As of August, 62 Army soldiers have committed suicide, and 31 cases of possible suicide remain under investigation, according to Army statistics. Last year, the Army recorded 115 suicides among its ranks, which was also higher than the previous year.
Army officials said that if the trend continues this year, it will pass the nation’s suicide rate of 19.5 people per 100,000, a 2005 figure considered the most recent by the government.
Another factor in the rise can be attributed to the increased pace of combat operations and financial and family troubles connected with deployments.
“Army leaders are fully aware that repeated deployments have led to increased distress and anxiety for both soldiers and their families,” Secretary of the Army Pete Geren said. “This stress on the force is validated by recent studies of Iraq and Afghanistan veterans reporting symptoms of post-traumatic stress disorder or major depression.”
The statistics were released Tuesday at a news conference announcing the completion of a study by mental health experts who the Veterans Administration asked to review its suicide prevention work and track numbers.
On Tuesday, the VA also announced findings from a study showing that suicides hit an all-time high in 2006 among younger U.S. military veterans who served in Iraq and Afghanistan.
The numbers show record levels for men, but the statistics are lower for women.
A study published last year shows that US military veterans make up one in four homeless people in America, even though they represent just 11 per cent of the general adult population, we are already seeing younger soldiers trickling into shelters and soup kitchens after completing tours in Iraq and Afghanistan.
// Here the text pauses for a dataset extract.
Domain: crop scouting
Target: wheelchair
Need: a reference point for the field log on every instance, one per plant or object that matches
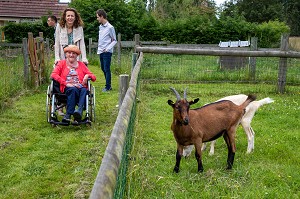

Data from 2005 estimated that 194,254 homeless people on any given night were veterans. These are more alarming statistic that proves that our government is not taking care of these men and women once they come home.
Bush and Cheney have called all of us un-Patriotic for not supporting our troops. Why, because we want all the troops to come home; but they have shown no initiative or call for legislation to help our veterans and soldiers who have witnessed horrors beyond imagination. These brave men and women deserve better than our VA and government is treating them; in the eyes of Bush they are just another casualty of war in his never ending greed for power and oil. We are the ones that are considered un-Patriotic, my answer to that is, look in the mirror, you have the blood of thousands of soldiers on your hands from an illegal occupation and war. That stain can never be washed away…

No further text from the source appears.